Außerdem streite ich mich ungern mit Leuten darüber, ob du jetzt gerade das Gerät gesäubert hast, weil du es benutzen willst.

Ich säubere zum Beispiel die Bizepsmaschine zweimal, wenn ich sie benutze, einmal vorher und anschließend, nachdem ich mit der Übung fertig bin.

Aber mir ist es schon so ergangen, dass ich das Gerät vorher desinfiziert habe und sich sofort ein anderer daraufgesetzt hat, als ich nur kurz das Papier in den Eimer geschmissen habe.

Das ist nervig und dem will ich mich nicht aussetzen, selbst wenn es Ausnahmen sind.

Zurück zum frühen Aufstehen.
„Willst du morgen früh reinfahren“, fragte Klara mich gestern Abend.
„Nein, ich will morgen mal früher am Schreibtisch sein“, sagte ich zu ihr.

Wie war es wirklich?
Ich wachte kurz nach vier Uhr auf, hob den Kopf kurz hoch und versenkte ihn sofort wieder im Kopfkissen.

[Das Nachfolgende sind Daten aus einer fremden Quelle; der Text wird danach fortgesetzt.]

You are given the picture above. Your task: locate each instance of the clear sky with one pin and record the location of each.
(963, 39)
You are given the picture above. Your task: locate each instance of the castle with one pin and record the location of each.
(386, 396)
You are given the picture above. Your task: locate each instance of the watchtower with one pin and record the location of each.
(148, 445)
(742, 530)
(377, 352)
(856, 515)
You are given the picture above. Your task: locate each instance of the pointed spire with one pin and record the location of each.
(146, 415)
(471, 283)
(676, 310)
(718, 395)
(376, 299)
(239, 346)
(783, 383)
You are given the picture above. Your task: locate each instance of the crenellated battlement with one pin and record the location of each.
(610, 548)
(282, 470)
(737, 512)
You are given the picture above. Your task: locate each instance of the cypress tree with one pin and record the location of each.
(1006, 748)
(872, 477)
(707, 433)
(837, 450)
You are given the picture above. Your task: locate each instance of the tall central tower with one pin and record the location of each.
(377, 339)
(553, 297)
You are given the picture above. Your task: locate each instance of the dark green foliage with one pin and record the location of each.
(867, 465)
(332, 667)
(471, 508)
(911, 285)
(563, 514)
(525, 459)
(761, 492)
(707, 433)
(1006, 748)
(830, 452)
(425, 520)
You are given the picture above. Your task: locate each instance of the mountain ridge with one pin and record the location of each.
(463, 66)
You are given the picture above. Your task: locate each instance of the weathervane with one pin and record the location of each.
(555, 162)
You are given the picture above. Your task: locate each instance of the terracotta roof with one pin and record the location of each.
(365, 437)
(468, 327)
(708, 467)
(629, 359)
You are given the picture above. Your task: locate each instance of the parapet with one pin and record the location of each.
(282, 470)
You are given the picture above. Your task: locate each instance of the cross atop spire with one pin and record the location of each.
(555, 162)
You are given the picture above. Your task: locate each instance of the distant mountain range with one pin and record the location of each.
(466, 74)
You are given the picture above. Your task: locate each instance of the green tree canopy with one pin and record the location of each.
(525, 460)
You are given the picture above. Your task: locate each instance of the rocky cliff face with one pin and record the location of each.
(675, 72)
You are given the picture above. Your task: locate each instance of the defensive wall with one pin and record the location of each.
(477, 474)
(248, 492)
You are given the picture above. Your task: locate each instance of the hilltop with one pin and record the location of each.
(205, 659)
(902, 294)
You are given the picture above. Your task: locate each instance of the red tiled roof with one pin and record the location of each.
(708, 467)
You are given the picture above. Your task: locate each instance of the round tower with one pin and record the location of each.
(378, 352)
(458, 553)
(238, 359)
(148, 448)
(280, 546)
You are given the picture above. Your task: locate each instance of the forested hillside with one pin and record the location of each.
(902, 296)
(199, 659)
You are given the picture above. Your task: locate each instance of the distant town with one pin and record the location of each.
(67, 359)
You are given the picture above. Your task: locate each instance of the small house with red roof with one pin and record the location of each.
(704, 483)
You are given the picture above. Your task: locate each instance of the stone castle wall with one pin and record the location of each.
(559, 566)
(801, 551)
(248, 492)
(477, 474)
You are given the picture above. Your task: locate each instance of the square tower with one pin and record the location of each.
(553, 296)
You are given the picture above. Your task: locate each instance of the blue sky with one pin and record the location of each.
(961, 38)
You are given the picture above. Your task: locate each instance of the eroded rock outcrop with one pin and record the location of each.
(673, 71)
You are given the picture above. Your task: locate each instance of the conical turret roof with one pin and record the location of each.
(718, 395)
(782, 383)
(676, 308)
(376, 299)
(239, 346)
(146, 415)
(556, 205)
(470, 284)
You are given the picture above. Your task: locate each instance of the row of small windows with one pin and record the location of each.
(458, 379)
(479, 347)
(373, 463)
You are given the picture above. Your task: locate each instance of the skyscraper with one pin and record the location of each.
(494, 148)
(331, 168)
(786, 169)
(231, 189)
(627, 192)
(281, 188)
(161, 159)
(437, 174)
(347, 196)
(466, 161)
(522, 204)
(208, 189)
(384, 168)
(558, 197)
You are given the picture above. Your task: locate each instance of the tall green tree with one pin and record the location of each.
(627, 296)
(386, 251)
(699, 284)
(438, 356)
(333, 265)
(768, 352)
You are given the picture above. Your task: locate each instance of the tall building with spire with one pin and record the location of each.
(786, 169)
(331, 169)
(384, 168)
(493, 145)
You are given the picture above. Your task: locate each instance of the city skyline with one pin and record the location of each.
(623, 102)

Klara weckte mich gegen halb sieben. Sie sass bereits seit einer halben Stunde an ihrem Computer.

„Aufstehen, ich mach‘ jetzt Frühstück“, sagte sie zu mir.
Ich quälte mich aus dem Bett, fühlte mich zerschlagen und hatte ein schlechtes Gewissen, dass ich so spät in die Gänge kommen würde.

‚Du wirst dich heute mal um die Workouts kümmern‘, sagte ich zur Beruhigung zu mir.

Wenn ich nur wüsste, wo ich die Passwörter für die Sport-App abgelegt hatte.

Freitagnachmittag – im Auto sitzen, auf Klara warten, schreiben, bloß nicht bewegen

Parkplatz vor dem Supermarkt. Ich sitze im Auto und warte darauf, dass Klara wieder herauskommt, mit einem vollbepackten Einkaufswagen.

Sie geht lieber allein in die Kaufhalle, damit sie in Ruhe an den Regalen vorbeischlendern kann. Ich bin da anders. Ich gehe zielstrebig auf das zu, was ich einkaufen will.

Das Einzige, was mich aufhalten kann, das ist der Umstand, dass ich nicht weiß, wo die Sachen liegen.

„Du gehst zu wenig einkaufen, um dir zu merken, wo du was findest“, sagt Klara in solchen Momenten zu mir.

Aber jetzt sitze ich im Auto und schreibe ein wenig auf dem iPhone herum.

Mein Bauch stößt an das Lenkrad, die Kälte dringt allmählich durch die Tür und die Finger werden klamm.

Ich versuche mich dennoch zu konzentrieren und etwas Verwertbares aufzuschreiben.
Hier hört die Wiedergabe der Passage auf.